Part 2 (Spiers 50%):
-Rheology and deformation processes in rocks - rock behavior in nature and experiment,  relationship with continuum mechanics.
-Elastic behaviour of rock: atomic scale basis, elastic constants, iso- vs. anisotropic behaviour,  poroelasticity of reservoir rocks.
-Brittle/frictional behaviour: fracture, faulting and mechanical effects of pore fluid pressure.
-Ductile Deformation: crystal defects, plastic and diffusional flow, constitutive equations, deformation maps, recrystallization.-Mechanical behaviour of the crust and upper mantle: lithosphere strength profiles for continental, oceanic and fault zone scenarios.

Aims:
The course is offered as a free choice in the “profileringsruimte” in Year 3 of the Bachelor Earth Sciences, but can also be chosen in Year 2. It is aimed at students interested in specialising in structural geology, geophysics or Earth materials (i.e. in obtaining a Solid Earth signature in their study), but will also be valuable to those interested in transport, flow or rock properties in the context of geochemistry, sedimentology, hydrology, meteorology or oceanography. 

By the end of the course, students will have acquired:
• A basis in the mechanics of continuous media (fluids, solids), including the fundamentals of stress and strain, and the laws of conservation of mass and momentum.
• An understanding of how the mechanical behaviour of materials can be specified phenomenologically in terms of stress-strain(rate) relations or constitutive equations, and how these can be used to describe elastic deformation,  viscous flow and solid state flow.
• A quantitative understanding of the mechanical behaviour (constitutive equations and failure criteria) of real rock materials in the crust and mantle, and of the processes that control this behaviour.
• The ability to attach physical meaning to geological structures and to formulate hypotheses about the responsible processes.
• The ability to apply the principles learned to modelling simple problems in tectonics, geodynamics and crustal geomechanics (e.g. enhanced hydrocarbons production and CO2 storage), and to report (team) results in a systematic manner.

Grading:
Mid term exam Spakman (Continuum 50%) + full term exam Spiers (Rheology 50%) = 100% of final grade (both parts count equally towards the final grade).
Practicals/werkcolleges/homework: Continuously assessed on a pass/fail basis.
All Practicals/wekcolleges and homework assignments must be completed with a “pass” to complete the course.

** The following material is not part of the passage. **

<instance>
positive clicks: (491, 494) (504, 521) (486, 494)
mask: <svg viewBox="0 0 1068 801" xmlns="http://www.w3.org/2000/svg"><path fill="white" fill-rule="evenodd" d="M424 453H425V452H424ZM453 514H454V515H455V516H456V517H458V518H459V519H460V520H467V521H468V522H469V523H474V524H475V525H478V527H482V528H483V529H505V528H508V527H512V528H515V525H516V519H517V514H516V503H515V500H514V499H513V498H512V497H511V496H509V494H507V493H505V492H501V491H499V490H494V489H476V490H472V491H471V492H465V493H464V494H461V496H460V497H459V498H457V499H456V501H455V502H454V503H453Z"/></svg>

The pass grade for the course is 5.5 out of 10, with all assignments completed.  Grades between 5.50 and 5.99 are rounded up to 6.0.  Grades between 5.0 and 5.49 are rounded down to 5.0.  The right to a repair examination is granted if the final grade lies between 4.0 and 5.0 and if the student has completed and obtained a pass for all assignments. Repair exams may address Part 1 (Continuum), Part 2 (Rheology), or both parts if necessary.  The result will be expressed as a pass (grade = 6.0) or a fail.  Failure in the repair stage implies redoing the course in the following academic year.